Parenthood is a huge life change for both mum and dad but, until recently, it hasn’t been acknowledged just how those challenging those early months can be for new fathers.
Movember Foundation has worked with thousands of men over the years and we know that fatherhood is one of the key transition points in life, when men become more likely to suffer from poor mental health.
Twice as many men become depressed in the first year after becoming a dad than that of the general population. That’s why supporting new dads through this major life transition is a key priority for Movember.
One of the factors that we know can really help dads adjust in this time of huge change is having close male friends to talk things through with.
Your dad mates are the ones who will really understand the big changes that being a parent brings. They get why you can’t drop everything and come to the pub with 15-minutes notice any more. Or why the idea of an all-night poker game isn’t that appealing. They understand what it’s like to get up every hour with a baby who doesn’t sleep. And they are the ones who you can ask the dumb questions that you’re afraid to ask anyone else.
Having a friend who you can turn to, who has been through the same situation and can tell you to hang in there, can really help you through the tough times.
They also know what it’s like being the only dad at the playgroup or being called the ‘babysitter’ when you’re simply looking after your own kid.
Friendships are a vital part of a healthy life – for both men and women. The Harvard Adult Development Study, shows that relationships have the biggest influence on our long-term health and wellbeing.

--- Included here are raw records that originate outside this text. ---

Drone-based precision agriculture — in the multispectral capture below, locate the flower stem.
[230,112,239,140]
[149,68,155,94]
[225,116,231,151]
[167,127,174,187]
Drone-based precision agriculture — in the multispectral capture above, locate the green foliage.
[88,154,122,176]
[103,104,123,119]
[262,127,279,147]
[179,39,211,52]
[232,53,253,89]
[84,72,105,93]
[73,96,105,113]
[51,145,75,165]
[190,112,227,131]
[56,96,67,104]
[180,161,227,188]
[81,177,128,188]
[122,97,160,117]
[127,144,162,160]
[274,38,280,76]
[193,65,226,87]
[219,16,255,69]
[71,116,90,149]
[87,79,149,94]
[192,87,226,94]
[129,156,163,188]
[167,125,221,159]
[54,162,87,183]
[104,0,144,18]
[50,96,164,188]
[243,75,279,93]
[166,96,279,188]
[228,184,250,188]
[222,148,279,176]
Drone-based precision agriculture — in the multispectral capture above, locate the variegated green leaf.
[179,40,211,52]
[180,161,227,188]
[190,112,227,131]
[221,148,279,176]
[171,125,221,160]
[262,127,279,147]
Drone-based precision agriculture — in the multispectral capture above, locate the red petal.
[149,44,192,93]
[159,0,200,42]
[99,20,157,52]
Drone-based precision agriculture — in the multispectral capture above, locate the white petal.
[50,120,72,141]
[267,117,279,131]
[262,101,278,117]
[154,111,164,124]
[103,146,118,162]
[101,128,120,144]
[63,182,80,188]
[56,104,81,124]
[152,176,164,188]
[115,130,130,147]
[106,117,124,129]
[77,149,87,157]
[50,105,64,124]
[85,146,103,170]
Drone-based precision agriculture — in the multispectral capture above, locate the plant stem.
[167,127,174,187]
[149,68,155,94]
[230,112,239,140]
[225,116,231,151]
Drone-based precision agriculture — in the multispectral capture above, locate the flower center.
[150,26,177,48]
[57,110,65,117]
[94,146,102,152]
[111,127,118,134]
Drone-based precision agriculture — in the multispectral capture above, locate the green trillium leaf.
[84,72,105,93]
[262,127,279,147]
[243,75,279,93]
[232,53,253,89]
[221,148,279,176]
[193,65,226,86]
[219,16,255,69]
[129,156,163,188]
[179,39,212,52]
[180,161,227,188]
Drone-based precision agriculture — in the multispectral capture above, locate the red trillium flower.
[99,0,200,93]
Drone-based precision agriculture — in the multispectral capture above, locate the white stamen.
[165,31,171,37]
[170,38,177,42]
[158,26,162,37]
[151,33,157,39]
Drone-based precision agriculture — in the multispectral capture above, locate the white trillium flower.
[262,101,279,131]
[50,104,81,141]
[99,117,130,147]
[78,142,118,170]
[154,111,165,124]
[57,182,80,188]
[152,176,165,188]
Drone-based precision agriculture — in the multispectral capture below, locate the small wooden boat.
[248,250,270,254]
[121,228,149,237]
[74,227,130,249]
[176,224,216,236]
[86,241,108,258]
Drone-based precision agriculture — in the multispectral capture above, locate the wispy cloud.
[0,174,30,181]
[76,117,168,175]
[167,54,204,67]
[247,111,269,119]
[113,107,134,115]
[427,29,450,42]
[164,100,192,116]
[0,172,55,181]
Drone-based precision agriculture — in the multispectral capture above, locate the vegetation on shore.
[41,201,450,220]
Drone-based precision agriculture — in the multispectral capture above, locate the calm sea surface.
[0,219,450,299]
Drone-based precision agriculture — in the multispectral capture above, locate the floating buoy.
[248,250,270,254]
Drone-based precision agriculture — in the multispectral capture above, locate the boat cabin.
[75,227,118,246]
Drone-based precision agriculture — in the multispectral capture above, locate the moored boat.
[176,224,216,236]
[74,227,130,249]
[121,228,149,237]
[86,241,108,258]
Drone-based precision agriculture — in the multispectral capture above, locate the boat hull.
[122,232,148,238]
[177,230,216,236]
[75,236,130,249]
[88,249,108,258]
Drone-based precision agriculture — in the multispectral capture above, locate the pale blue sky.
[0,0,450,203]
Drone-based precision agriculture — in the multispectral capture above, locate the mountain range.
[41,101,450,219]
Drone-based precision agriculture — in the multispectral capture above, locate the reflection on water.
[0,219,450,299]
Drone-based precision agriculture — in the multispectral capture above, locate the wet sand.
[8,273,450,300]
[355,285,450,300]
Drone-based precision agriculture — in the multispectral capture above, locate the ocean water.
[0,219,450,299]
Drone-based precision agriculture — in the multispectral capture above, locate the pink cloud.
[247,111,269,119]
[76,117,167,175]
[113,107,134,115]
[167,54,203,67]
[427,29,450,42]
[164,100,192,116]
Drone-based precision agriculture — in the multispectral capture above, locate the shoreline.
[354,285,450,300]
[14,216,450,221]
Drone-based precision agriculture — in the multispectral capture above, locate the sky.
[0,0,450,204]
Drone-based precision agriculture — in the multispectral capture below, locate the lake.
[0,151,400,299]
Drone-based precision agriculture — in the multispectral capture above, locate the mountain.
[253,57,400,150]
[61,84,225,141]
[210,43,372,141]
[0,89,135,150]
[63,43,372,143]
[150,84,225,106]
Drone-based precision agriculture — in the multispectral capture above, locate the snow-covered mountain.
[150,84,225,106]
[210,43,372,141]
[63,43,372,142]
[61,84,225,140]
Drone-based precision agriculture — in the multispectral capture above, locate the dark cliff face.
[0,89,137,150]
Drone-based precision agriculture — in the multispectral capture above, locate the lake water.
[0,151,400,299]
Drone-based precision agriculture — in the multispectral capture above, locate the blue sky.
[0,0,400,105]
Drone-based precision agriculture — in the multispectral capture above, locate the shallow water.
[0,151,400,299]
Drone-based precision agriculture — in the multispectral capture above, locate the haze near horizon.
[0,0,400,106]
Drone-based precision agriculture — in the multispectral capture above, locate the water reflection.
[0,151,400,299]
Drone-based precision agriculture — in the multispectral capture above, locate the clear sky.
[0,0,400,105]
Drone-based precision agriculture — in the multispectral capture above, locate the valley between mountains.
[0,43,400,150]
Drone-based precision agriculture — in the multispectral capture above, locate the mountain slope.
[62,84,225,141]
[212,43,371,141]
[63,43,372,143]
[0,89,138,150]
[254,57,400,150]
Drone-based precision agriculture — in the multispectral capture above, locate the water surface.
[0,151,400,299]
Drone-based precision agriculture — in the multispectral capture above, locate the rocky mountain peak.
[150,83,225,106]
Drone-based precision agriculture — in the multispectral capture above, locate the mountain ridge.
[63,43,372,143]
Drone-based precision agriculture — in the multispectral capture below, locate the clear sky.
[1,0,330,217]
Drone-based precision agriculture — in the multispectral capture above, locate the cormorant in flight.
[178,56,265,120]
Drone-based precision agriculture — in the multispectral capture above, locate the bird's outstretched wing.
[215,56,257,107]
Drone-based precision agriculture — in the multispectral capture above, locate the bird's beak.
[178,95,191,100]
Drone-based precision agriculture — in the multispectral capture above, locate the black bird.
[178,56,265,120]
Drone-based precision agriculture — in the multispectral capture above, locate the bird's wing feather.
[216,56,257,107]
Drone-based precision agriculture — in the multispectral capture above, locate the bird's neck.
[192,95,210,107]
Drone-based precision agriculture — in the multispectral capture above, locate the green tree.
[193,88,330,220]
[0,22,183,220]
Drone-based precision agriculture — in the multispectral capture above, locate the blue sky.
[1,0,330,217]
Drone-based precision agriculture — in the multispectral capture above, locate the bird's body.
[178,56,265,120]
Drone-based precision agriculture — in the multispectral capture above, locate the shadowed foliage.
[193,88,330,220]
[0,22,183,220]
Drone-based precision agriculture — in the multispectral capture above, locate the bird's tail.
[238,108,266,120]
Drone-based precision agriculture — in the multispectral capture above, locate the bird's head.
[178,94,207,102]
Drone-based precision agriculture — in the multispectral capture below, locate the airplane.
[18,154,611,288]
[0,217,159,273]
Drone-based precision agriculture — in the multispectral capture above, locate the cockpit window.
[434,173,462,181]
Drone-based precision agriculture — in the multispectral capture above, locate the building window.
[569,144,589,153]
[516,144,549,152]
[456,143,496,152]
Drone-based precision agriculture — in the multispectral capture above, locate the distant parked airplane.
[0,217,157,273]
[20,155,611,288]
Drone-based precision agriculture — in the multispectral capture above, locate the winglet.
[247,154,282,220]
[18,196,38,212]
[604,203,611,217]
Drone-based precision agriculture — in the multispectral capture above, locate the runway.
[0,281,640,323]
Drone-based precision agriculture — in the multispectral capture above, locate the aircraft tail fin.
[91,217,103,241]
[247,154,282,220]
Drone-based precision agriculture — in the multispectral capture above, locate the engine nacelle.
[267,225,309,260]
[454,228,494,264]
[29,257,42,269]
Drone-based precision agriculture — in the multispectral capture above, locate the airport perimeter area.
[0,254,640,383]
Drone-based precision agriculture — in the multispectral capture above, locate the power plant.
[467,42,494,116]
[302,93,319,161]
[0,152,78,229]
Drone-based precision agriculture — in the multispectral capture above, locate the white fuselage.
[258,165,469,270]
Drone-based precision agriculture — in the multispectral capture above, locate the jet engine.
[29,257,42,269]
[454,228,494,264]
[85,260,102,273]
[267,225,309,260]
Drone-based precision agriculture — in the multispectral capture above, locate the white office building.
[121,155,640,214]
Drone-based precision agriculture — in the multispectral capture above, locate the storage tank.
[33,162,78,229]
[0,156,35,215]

Having people to rely on keeps your brain healthier and reduces both emotional and physical pain.
When we invested in the Healthy Dads Initiative, through beyondblue, back in 2014, we discovered that spending time with mates helped dads stay resilient during those chaotic early days of parenting, when you’re still trying to find your feet.
That’s why we encourage guys to make a conscious and consistent effort to spend time with their old friends, as well as finding ways
of making new ones. It’s always good to start with something you already like doing. Whether that’s cycling, going to the footy, surfing, brewing beer or fixing cars, you’re more likely to form and maintain strong friendships with blokes that you have something in common with, doing something that you really like doing.
Taking a few hours break from family life to catch up with your friends isn’t selfish. It allows you to disconnect from everyday pressures, have a laugh, realise you’re not the only guy in the trenches, and recharge your batteries.
Ultimately, that’ll make you a happier and healthier man – and that will make you a better dad too.